4:56 pm on Jun 7, 2010 (gmt 0)

WebmasterWorld Senior Member 10+ Year Member



update on this:

I've implemented the i18n translation using a SQLite database. It seems pretty fast to me. After trying several open-source i18n classes and solutions, they all had various deficiencies... so (sigh) I built my own. I'm getting started putting Spanish and French phrases in the db, and tucking placeholders into the markup.

Unlike Jim Plush's example above, I've got all the phrases in one database, with a table per language. That was a sloppy move... instead I should have created one database per language, with a single table in each. I will switch that over before the project is launched.

Some details that go beyond simple PHP string lookups:

- I have English phrases hard-coded in JS scripts. I know two strategies to deal with this: one is to create a JS script that defines a global-scoped array with phrases in it, that is loaded on the page and accessed from the JS asset. The other strategy is to parse the JS files with PHP. I've chosen to do the latter. I'll be sure to employ a little URL rewriting to make sure that the Spanish version of a JS file is cached properly as scriptname-es.js, so people who switch languages aren't presented with cached assets containing foreign strings.

- oh, all those images with text in them. There aren't that many, but I do have a pile of graphical buttons. Each of these (e.g. "button-name.png") are being re-rendered as "button-name-en.png", "button-name-es.png", "button-name-fr.png", and the page script chooses the right one based on the current language.

- knowing phrase context in the key name. There are times when you need to know the context of a phrase before you can apply a translation. For instance, the link that says "home" goes to the home page, but the category called "home" that contains household products... they have different words in other languages. So it's insufficient to have a key in the database named "home" and use the same translated string in both situations. Similarly, a category named ">programming>javascript>libraries" is not the same as "services>municipal>libraries". You can't use the same word for both meanings in French or Spanish.

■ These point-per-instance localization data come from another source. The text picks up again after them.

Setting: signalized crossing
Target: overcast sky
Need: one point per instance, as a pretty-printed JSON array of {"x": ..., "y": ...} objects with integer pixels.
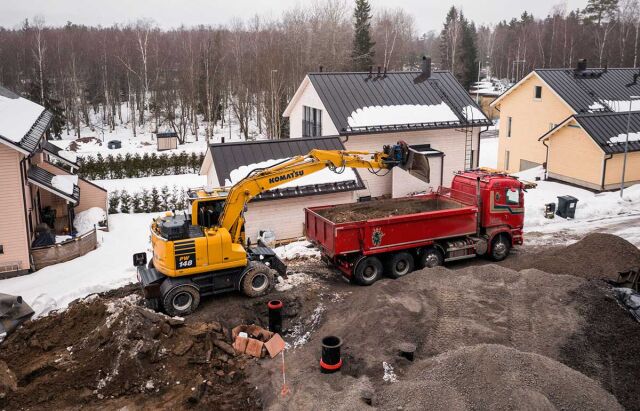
[{"x": 429, "y": 14}]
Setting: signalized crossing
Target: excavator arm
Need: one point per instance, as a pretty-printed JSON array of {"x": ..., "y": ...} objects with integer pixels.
[{"x": 261, "y": 180}]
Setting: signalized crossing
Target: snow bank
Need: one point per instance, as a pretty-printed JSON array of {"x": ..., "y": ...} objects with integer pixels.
[
  {"x": 18, "y": 115},
  {"x": 106, "y": 268},
  {"x": 64, "y": 183},
  {"x": 297, "y": 249},
  {"x": 320, "y": 177},
  {"x": 401, "y": 114},
  {"x": 86, "y": 220}
]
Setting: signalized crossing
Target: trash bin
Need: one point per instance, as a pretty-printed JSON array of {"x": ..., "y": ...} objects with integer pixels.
[
  {"x": 549, "y": 210},
  {"x": 566, "y": 206}
]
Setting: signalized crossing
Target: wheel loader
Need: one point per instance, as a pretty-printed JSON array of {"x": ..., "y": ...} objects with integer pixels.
[{"x": 205, "y": 252}]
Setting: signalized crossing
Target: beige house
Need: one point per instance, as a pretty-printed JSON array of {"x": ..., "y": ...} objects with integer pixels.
[
  {"x": 570, "y": 120},
  {"x": 361, "y": 112},
  {"x": 38, "y": 184}
]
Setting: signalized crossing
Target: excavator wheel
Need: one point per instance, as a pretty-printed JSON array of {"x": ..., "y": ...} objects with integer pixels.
[
  {"x": 257, "y": 280},
  {"x": 181, "y": 300}
]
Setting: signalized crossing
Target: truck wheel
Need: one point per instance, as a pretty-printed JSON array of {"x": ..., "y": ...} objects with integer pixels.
[
  {"x": 368, "y": 271},
  {"x": 257, "y": 280},
  {"x": 500, "y": 247},
  {"x": 431, "y": 257},
  {"x": 181, "y": 300},
  {"x": 399, "y": 264}
]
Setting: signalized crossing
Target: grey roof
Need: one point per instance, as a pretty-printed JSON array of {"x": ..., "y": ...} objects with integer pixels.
[
  {"x": 344, "y": 93},
  {"x": 601, "y": 127},
  {"x": 54, "y": 150},
  {"x": 583, "y": 89},
  {"x": 229, "y": 156},
  {"x": 43, "y": 178}
]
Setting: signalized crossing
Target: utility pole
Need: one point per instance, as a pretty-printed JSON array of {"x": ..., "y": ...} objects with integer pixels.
[{"x": 626, "y": 144}]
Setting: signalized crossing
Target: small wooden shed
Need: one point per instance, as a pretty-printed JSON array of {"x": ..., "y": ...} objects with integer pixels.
[{"x": 167, "y": 140}]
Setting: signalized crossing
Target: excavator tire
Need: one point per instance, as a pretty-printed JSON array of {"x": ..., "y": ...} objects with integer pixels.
[
  {"x": 257, "y": 280},
  {"x": 181, "y": 300}
]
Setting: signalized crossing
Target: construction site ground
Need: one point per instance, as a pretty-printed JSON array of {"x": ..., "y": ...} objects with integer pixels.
[{"x": 541, "y": 330}]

- I have not dealt with the Smarty templates yet. I'm using plain vanilla PHP to render pages, but Smarty is used for all the outgoing email notifications. I don't think that will be difficult; I'm just going to make multiple templates with language-suffixed names, and apply the appropriate one. Sort of like I'm already doing with the images.

- dates, currency, etc. I haven't done any of that localization stuff yet.

- the "sprintf" kinds of phrases, like "you have %d new messages". I haven't dealt with those yet, and there are many of them yet to be translated.

- not doing any cacheing yet. I think I'd like to build all this with no cacheing to see how clunky it gets, so I can marvel at the speed increase when I implement caching. Like saving dessert for the end of a meal.

- URLs are NOT going to be translated. Sorry. that is just too much to ask at this juncture

This is a huge job. Gargantuan. I knew it would be. But I'm happy with the progress so far.

httpwebwitch

3:15 am on Jun 9, 2010 (gmt 0)

WebmasterWorld Senior Member 10+ Year Member



Well, I just switched the SQLite schema; instead of one large database with all the languages in it, I have several smaller ones with one language in each. So, as a page is being rendered, there's only one of those floating in memory (because a page is only in one language at a time).

Any speed difference, if there is one, is imperceptible. I didn't bother doing any benchmarking, so I can't tell you if it saved a few milliseconds.